Caveat: Ideally I’d have median personal income data from after 2014. The numbers have likely improved since then. Jared Bernstein notes that real weekly earnings have grown almost 4% since 2014. Whether personal income has had similar growth also depends on employment trends. Which brings me to:
The above is the US “prime-age” (25-54) employment/population ratio from 1990 to present. The employment/population ratio is about 2 points lower now than then, partly because the standard unemployment rate is about 1 point higher and also because more jobless people are “out of the labor force,” i.e., not actively seeking work. Would they take work if offered it? The Bureau of Labor Statistics report for June suggests many of them would — the alternative unemployment rate including jobless “discouraged workers” and “persons marginally attached to the labor force” is 6.0%. (Add in part-time workers who’d prefer to be full-time and the rate rises to 9.6%. It’s been improving for six years but is still no better than in mid 2008 when we were in a recession.)
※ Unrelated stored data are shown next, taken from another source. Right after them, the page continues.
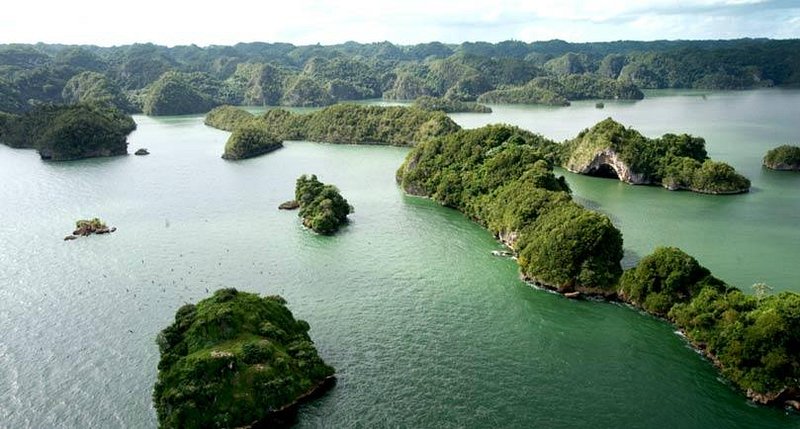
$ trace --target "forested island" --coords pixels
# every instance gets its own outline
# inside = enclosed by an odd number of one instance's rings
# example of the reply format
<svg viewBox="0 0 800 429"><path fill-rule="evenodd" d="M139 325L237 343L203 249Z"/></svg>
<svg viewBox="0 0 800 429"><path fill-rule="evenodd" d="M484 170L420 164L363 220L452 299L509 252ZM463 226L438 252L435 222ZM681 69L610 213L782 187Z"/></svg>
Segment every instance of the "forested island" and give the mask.
<svg viewBox="0 0 800 429"><path fill-rule="evenodd" d="M271 134L277 140L398 146L414 146L460 130L441 111L355 104L330 106L308 114L273 109L260 117L241 108L222 106L212 110L205 123L223 130L261 129L264 138ZM547 147L547 158L554 165L579 174L705 194L737 194L750 189L750 180L733 167L708 158L703 138L664 134L651 139L611 118L563 144L549 141Z"/></svg>
<svg viewBox="0 0 800 429"><path fill-rule="evenodd" d="M263 127L245 124L236 127L225 143L223 159L245 159L263 155L283 147L283 142Z"/></svg>
<svg viewBox="0 0 800 429"><path fill-rule="evenodd" d="M177 115L421 96L566 105L638 99L649 88L798 84L798 40L0 46L0 112L15 114L41 103Z"/></svg>
<svg viewBox="0 0 800 429"><path fill-rule="evenodd" d="M641 100L644 94L629 80L616 80L588 74L537 77L525 85L486 92L482 103L547 104L568 106L571 100L588 99Z"/></svg>
<svg viewBox="0 0 800 429"><path fill-rule="evenodd" d="M222 130L251 123L279 140L393 146L413 146L461 128L444 112L401 106L337 104L304 114L272 109L258 117L248 115L226 106L210 112L205 123Z"/></svg>
<svg viewBox="0 0 800 429"><path fill-rule="evenodd" d="M440 110L444 113L492 113L492 109L483 104L428 95L418 97L414 100L413 106L423 110Z"/></svg>
<svg viewBox="0 0 800 429"><path fill-rule="evenodd" d="M767 151L764 167L770 170L800 171L800 146L782 145Z"/></svg>
<svg viewBox="0 0 800 429"><path fill-rule="evenodd" d="M580 174L669 190L738 194L750 189L750 180L733 167L708 158L701 137L664 134L650 139L611 118L566 142L563 164Z"/></svg>
<svg viewBox="0 0 800 429"><path fill-rule="evenodd" d="M622 234L572 201L552 172L554 145L506 125L463 130L412 149L397 180L487 227L514 251L524 279L665 317L749 398L800 409L800 295L745 295L674 248L623 272Z"/></svg>
<svg viewBox="0 0 800 429"><path fill-rule="evenodd" d="M51 161L125 155L135 129L130 115L104 104L40 105L22 115L0 114L0 143L36 149Z"/></svg>
<svg viewBox="0 0 800 429"><path fill-rule="evenodd" d="M313 174L304 174L297 179L294 198L300 208L298 216L303 218L303 225L323 235L332 235L338 231L347 223L347 215L353 212L353 206L342 197L335 186L320 182ZM290 206L293 208L294 204L283 208Z"/></svg>
<svg viewBox="0 0 800 429"><path fill-rule="evenodd" d="M161 331L153 403L161 428L271 427L329 388L309 325L279 296L220 289Z"/></svg>

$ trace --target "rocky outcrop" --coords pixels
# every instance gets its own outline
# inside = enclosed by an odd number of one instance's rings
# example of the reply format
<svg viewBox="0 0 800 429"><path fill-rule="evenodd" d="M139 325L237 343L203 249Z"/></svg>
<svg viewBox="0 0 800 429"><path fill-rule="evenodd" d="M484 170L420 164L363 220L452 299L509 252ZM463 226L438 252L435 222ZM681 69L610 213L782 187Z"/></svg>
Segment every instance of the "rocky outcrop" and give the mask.
<svg viewBox="0 0 800 429"><path fill-rule="evenodd" d="M146 148L137 149L136 152L133 153L134 155L150 155L150 152Z"/></svg>
<svg viewBox="0 0 800 429"><path fill-rule="evenodd" d="M295 210L300 208L300 203L297 200L289 200L281 203L278 206L279 210Z"/></svg>
<svg viewBox="0 0 800 429"><path fill-rule="evenodd" d="M778 162L774 164L764 163L764 167L769 168L770 170L778 170L778 171L800 171L800 163L798 164L786 164L783 162Z"/></svg>
<svg viewBox="0 0 800 429"><path fill-rule="evenodd" d="M633 171L619 154L611 148L606 148L597 152L593 157L581 162L578 159L570 158L565 165L566 169L578 174L601 177L617 177L619 180L632 185L650 185L651 181L645 178L642 173Z"/></svg>
<svg viewBox="0 0 800 429"><path fill-rule="evenodd" d="M75 222L75 230L72 231L72 235L68 235L64 237L64 241L75 240L78 237L87 237L92 234L110 234L116 231L116 227L108 227L106 226L103 221L98 218L94 219L81 219Z"/></svg>

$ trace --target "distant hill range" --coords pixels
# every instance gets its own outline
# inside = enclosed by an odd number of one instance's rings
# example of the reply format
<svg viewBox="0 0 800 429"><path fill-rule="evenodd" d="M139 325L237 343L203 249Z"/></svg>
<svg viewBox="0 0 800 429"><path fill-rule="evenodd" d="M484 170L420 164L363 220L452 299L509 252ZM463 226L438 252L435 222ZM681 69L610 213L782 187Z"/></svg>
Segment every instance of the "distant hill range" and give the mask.
<svg viewBox="0 0 800 429"><path fill-rule="evenodd" d="M580 78L576 78L578 76ZM800 84L800 40L389 42L295 46L0 45L0 111L106 103L149 115L222 104L325 106L421 96L568 104L639 89Z"/></svg>

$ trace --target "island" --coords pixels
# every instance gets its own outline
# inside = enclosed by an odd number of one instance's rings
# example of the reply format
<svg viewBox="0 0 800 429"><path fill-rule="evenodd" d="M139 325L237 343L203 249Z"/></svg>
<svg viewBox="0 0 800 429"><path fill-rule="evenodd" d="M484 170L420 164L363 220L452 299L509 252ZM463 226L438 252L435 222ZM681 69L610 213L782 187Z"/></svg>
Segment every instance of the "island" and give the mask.
<svg viewBox="0 0 800 429"><path fill-rule="evenodd" d="M611 118L565 143L564 167L632 185L661 185L704 194L738 194L750 180L723 162L712 161L705 140L688 134L643 136Z"/></svg>
<svg viewBox="0 0 800 429"><path fill-rule="evenodd" d="M770 170L800 171L800 146L782 145L770 149L762 163Z"/></svg>
<svg viewBox="0 0 800 429"><path fill-rule="evenodd" d="M126 155L136 129L130 115L104 104L42 105L0 121L2 142L32 148L43 160Z"/></svg>
<svg viewBox="0 0 800 429"><path fill-rule="evenodd" d="M234 113L234 109L214 111L206 124L223 130L235 129L244 115ZM441 111L357 104L337 104L305 114L272 109L253 119L253 123L282 141L393 146L413 146L461 128Z"/></svg>
<svg viewBox="0 0 800 429"><path fill-rule="evenodd" d="M263 155L283 147L283 142L263 127L246 124L233 130L225 143L223 159L236 160Z"/></svg>
<svg viewBox="0 0 800 429"><path fill-rule="evenodd" d="M75 222L75 230L72 231L72 235L64 237L64 241L75 240L78 237L86 237L92 234L110 234L116 230L116 227L109 228L105 222L98 218L80 219Z"/></svg>
<svg viewBox="0 0 800 429"><path fill-rule="evenodd" d="M658 248L622 275L619 297L674 323L759 404L800 410L800 294L755 295L725 284L677 248Z"/></svg>
<svg viewBox="0 0 800 429"><path fill-rule="evenodd" d="M492 109L483 104L427 95L417 97L413 106L423 110L440 110L445 113L492 113Z"/></svg>
<svg viewBox="0 0 800 429"><path fill-rule="evenodd" d="M610 122L604 127L622 133L615 142L644 139ZM682 142L677 154L704 154L702 139L666 139ZM408 194L488 228L516 256L523 279L569 298L621 300L665 318L748 398L800 409L800 294L758 288L746 295L677 248L658 248L623 271L621 232L604 214L572 201L564 178L553 174L564 149L508 125L462 130L413 148L397 181ZM650 171L625 174L647 180Z"/></svg>
<svg viewBox="0 0 800 429"><path fill-rule="evenodd" d="M589 74L568 74L537 77L522 86L489 91L478 97L478 101L568 106L570 100L641 100L642 98L644 98L644 93L629 80L615 80Z"/></svg>
<svg viewBox="0 0 800 429"><path fill-rule="evenodd" d="M279 296L220 289L158 334L153 404L161 428L262 427L334 384L309 325Z"/></svg>
<svg viewBox="0 0 800 429"><path fill-rule="evenodd" d="M233 131L236 127L250 123L255 116L239 107L218 106L206 114L203 123L223 131Z"/></svg>
<svg viewBox="0 0 800 429"><path fill-rule="evenodd" d="M319 234L335 233L347 223L347 215L353 212L353 206L335 186L320 182L313 174L304 174L297 179L294 195L303 225Z"/></svg>
<svg viewBox="0 0 800 429"><path fill-rule="evenodd" d="M553 174L561 147L509 125L462 130L417 145L397 171L430 197L489 228L518 256L522 276L560 292L614 293L622 235L574 201Z"/></svg>

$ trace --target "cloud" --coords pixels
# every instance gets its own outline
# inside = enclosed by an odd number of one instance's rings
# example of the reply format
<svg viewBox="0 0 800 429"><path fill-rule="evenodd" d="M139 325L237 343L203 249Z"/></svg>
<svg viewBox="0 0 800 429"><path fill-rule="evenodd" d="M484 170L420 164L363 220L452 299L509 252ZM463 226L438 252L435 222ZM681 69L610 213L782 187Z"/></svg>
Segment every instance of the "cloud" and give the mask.
<svg viewBox="0 0 800 429"><path fill-rule="evenodd" d="M800 37L797 0L227 0L224 7L140 0L123 11L100 0L46 3L4 5L2 41L410 44Z"/></svg>

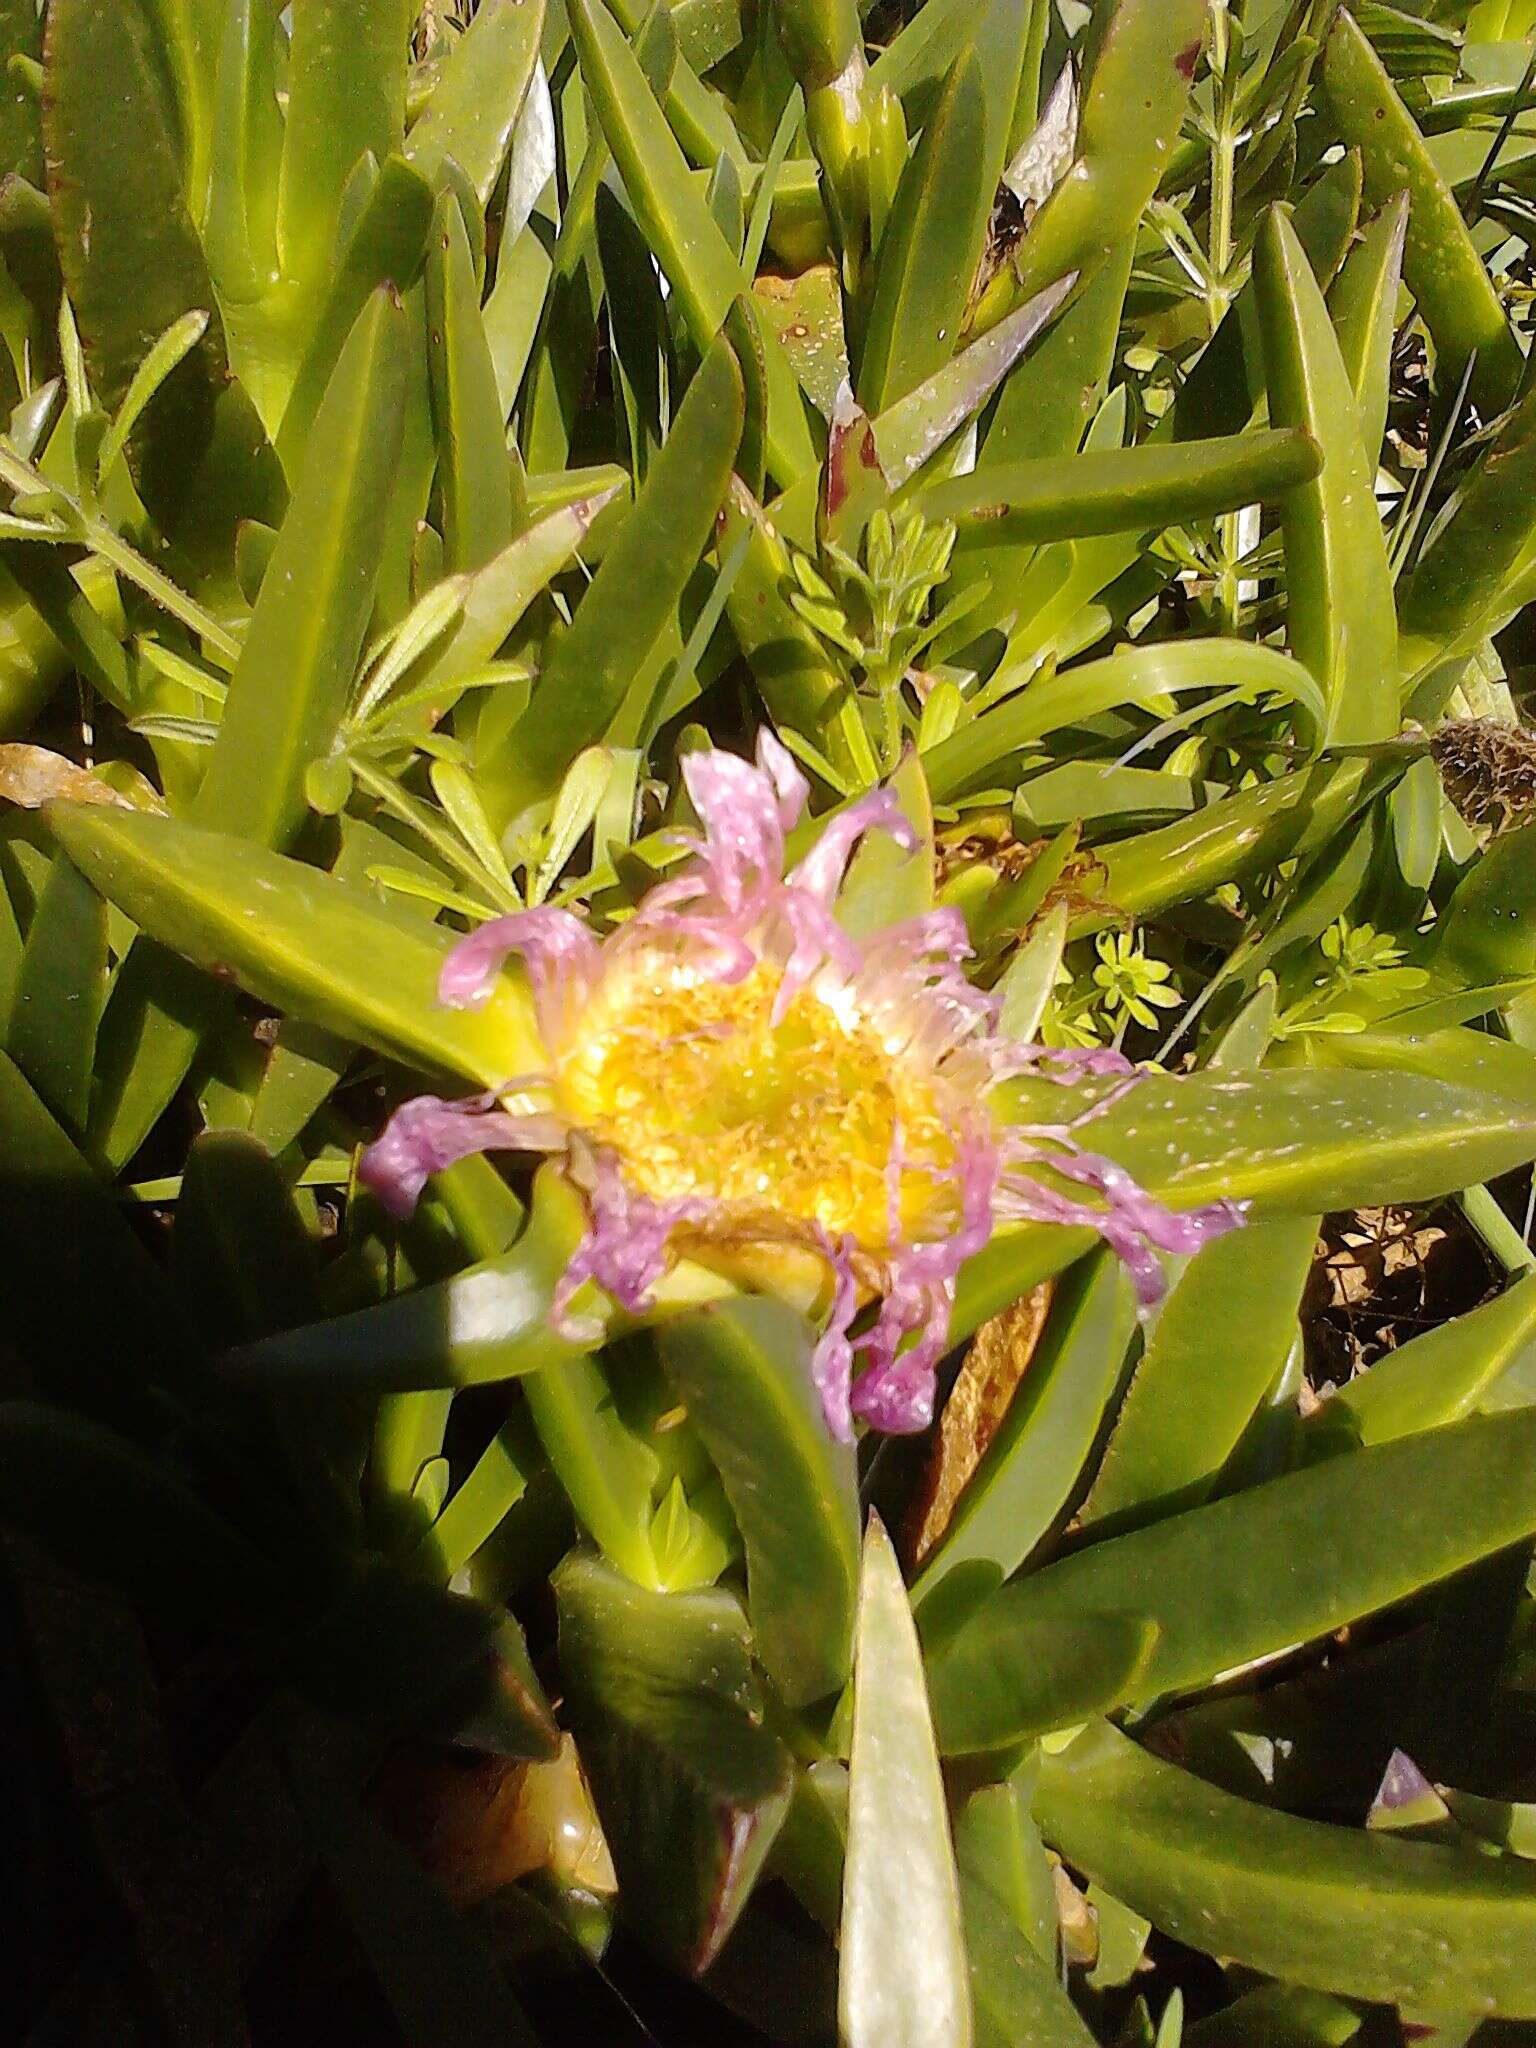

What’s really striking to me, and what inspired the title, is the gender breakdown of those prime-age employment/population numbers. (Sorry, the separate BLS graphs for men and women are too messy to use here, but you can Google them.) For women, the employment/population ratio has regained its 1990 level of 71%; for men, the ratio is down about 5 points, to 85%. There’s a story here, probably several. The erosion of male privilege has been a big theme of this year’s political commentary. Without getting into the politics or ethics of that, let’s just note:
- These graphs indicate that it by no means a new thing, at least in the labor market. The male employment/population ratio has been falling since 1969, when it was 95%. The female employment ratio has been rising steadily since at least the late 1940s, when it was less than half the current level.
- During the boom decade of the 1990s, the male employment/population ratio fell by about half a point, while the female ratio rose sharply, from 71% to 74.5%.
- Male employment was hit harder than female employment during the 2008-2009 recession (men’s employment fell from 89% to 81%, women’s from 74.5% to 69%).
- Men’s employment has actually risen faster than women’s during the post-2009 recovery (ratio up by about 4 points vs. 2 points), but again, the male employment ratio is down about 5 points from 1990, whereas the female employment ratio is unchanged.